Carrot cake, shortbread and chocolate cake pretty much covered our time here. Well, alongside a full body massage (I think I deserved one by now), manicure and pedicure. Given we were at the equator we also had an equator party which was great fun and a chance for us all to let our hair down. Fancy dress, a bit of dancing and a cheeky sambucca or two probably sums that up.
The election passed, all seemd calm and so we started riding. By now we were definately ready to get back on the bikes. We managed a day and were expecting to ride 50km towards Nairobi with a 50km bus transer to the centre. Unfortunately we woke to find out we were waiting for bus to take us all the way. The tourist police were not letting us ride at all.The result was now expected at 11am that monring. So we bused to our next day off — ate more cake, visted a great shopping mall and yet again took it easy.
With all the indulgence we were now at a point where we needed to ride! Our bodies were used to so many calories on ride days and appetites didn’t seem to subside on resting. I wanted exercise. It would however be just two days biking till our three days scheduled stop in Arusha. The holiday contined and it was now safari time.
Most people had arranged trips before we arrived. We waited till Masai camp and with John still being unwell and riding on the truck by the time I arrived in on two wheels our trip was also sorted. John, Gus, Irin, myself and new rider Rob were heading away for two days. We left the next morning for Tarangire National Park - a two hour drive from Arusha we had a comfy jeep and great driver vand tour guide in Wilson. Tarangire holds one of the largest concentrations of wildlife of any Tanzanian Park and we would not be disapointed.
Not long into park we spotted mother and baby giraffe… such amazing creatures and not the only ones displaying young. We rode on to see lots of elephants including babies with one elephant just a metre or so away from our vehicle. You never know what you will see on safari. My expectations had been low yet as we then continued to see a pride of lions we left the park truely elated. What an amazing day. That night we would head to the Bougainvillia – the best hotel of our trip so far and share tales of our day with other riders.
For our second day we would head to the Ngorongoro Crater. Twenty kilometres wide and one of the most visted attractions in East Africa. It was cloudy as we rode up to the rim, we passed the viewpoint until our way out though as the sky cleared it became apparent just why Ngorangoro is held in such high acclaim. Blue skies and fluffy clouds looked over the misty water in the centre of this huge crater – created by volcano activity many years past.
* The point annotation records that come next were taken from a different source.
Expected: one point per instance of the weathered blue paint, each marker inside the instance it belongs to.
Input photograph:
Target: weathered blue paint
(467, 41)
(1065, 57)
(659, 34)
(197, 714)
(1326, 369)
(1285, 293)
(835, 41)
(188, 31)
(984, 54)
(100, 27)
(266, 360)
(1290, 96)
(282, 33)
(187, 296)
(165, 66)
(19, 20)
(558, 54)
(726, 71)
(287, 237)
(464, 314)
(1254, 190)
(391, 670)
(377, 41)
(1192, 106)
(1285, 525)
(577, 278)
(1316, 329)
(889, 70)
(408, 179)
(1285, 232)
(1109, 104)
Packed with hundreds of zebra, wildebeast, ostriches, flamingos, warthogs etc we we also fortunate to see hippo, black rhino, a number of lion prides and the highlight – a honeymoon couple. As Wilson explained the lion and lioness on coming together take time out from the pack. They both walked next to and infront of our jeep. It was amazing to see such beasts of the jungle so close up but again our expectations were way suppassed as we went on to see the lioness hunt down the zebra and wildebeast out grazing. What a phenomenal sight of nature.
We left Ngorongoro with big smiles and a final rest day before leaving Arusha – the half way point. Our” holiday” had been fantatsic but was now well and truely at an end. We would leave Arusha for an 8 day stretch on our bikes with almost 1000km to cover to Mbeya – including 5 days off road. Oh well…here goes. This is what we signed up for after all.